The immunohistochemical composition of these tumors mirrors that of the epithelial and myoepithelial cells. Epithelial cells are typically positive for CK7, CK8/18 and c-KIT, whereas myoepithelial cells are positive for CK5, CK5/6, CK14 and CK17 as well as p63, actin, vimentin, S-100 and EGFR [4, 6].
Our patient’s initial tumor was positive for CK5/6, p63 and MYB, and negative for ER, PR and CD117, whereas the metastatic lesions were positive for mammaglobin, CDX2, CK7 and P63, and negative for MYB, CD117, CD56, PAX8, TTF1, Napsin A and CK20. It has been suggested in the literature that preserved cell polarity, and segregated cell differentiation may offer an explanation for the lack of metastatic capacity of breast ACC and tumors grade 2 or 3 are far more likely to reoccur [4]. Careful consideration should be given to distinguish breast ACC from conditions that may appear histologically similar, including invasive cribriform carcinoma and collagenous spherulosis [4, 5]. This can be achieved through immunohistochemistry as invasive cribriform carcinoma of the breast is typically ER and PR positive and negative for c-KIT and p63 markers [4]. Collagenous spherulosis is typically c-KIT and myosin negative compared to ACC, which is c-KIT and myosin positive [4].

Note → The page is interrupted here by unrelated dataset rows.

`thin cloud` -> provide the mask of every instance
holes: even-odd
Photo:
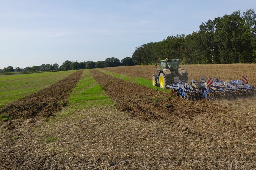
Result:
[[[71,34],[75,34],[75,33],[74,32],[58,32],[54,34],[49,35],[49,36],[47,36],[47,37],[49,38],[51,38],[51,37],[59,37],[61,36],[66,36],[67,35],[71,35]]]

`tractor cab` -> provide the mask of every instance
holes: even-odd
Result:
[[[179,68],[179,60],[160,60],[160,70],[168,69],[176,70]]]
[[[176,77],[180,81],[188,81],[188,72],[185,70],[180,68],[179,61],[178,59],[168,60],[167,58],[160,60],[158,62],[160,64],[157,74],[153,74],[152,77],[153,85],[159,86],[162,88],[166,89],[168,85],[174,83],[175,80],[177,80]]]

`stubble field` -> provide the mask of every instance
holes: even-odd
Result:
[[[189,79],[247,75],[256,84],[255,64],[214,66],[183,67]],[[255,98],[185,101],[151,88],[156,71],[78,71],[2,106],[10,120],[0,123],[0,168],[255,169]],[[46,107],[31,112],[35,103]]]

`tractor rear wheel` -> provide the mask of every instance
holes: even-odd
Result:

The standard of care for breast ACC is based on the grade of the tumor [3]. For grade 1, wide local excision is recommended; for grade 2, simple mastectomy is recommended and for grade 3, mastectomy with axillary lymph node dissection is recommended [3]. Although some have indicated that lymph node involvement is uncommon and, therefore, resection is unnecessary, others have suggested that it may benefit high-grade tumors [2, 7, 8]. A modified radical mastectomy was performed in our patient’s case, and the patient refused adjuvant chemotherapy and radiotherapy. In contrast to other triple-negative breast cancers, ACC tends to have a relatively good prognosis [1]. Although distant metastases are uncommon, they have been described with and without nodal involvement [1]. When metastasis does occur, it is common in women who underwent wide local excision alone, although it has also been described in women who underwent a mastectomy, as in our patient [5]. The role of adjuvant radiation therapy is not yet fully elucidated, although multiple studies have reported that radiation improves the survival of patients [9, 10]. The 10-year survival rate of breast ACC has been reported as 85–100%, with the rate of lymph node metastasis occurring in less than 2% of cases [5, 10].
CONCLUSIONS
Breast ACC is a rare subtype of triple-negative breast cancer with a favorable prognosis. There is no clear consensus on the most appropriate treatment of breast ACC at this time, and although the rate of metastasis is low, it has been seen more commonly in cases of local excision than mastectomy. Immunohistochemistry of these cancers plays an essential role in differentiating it from masses that share similar histology and identifying metastatic lesions when they occur. The role of radiation therapy is also unclear at this point, but studies suggest survival benefit in patients who receive adjuvant radiotherapy.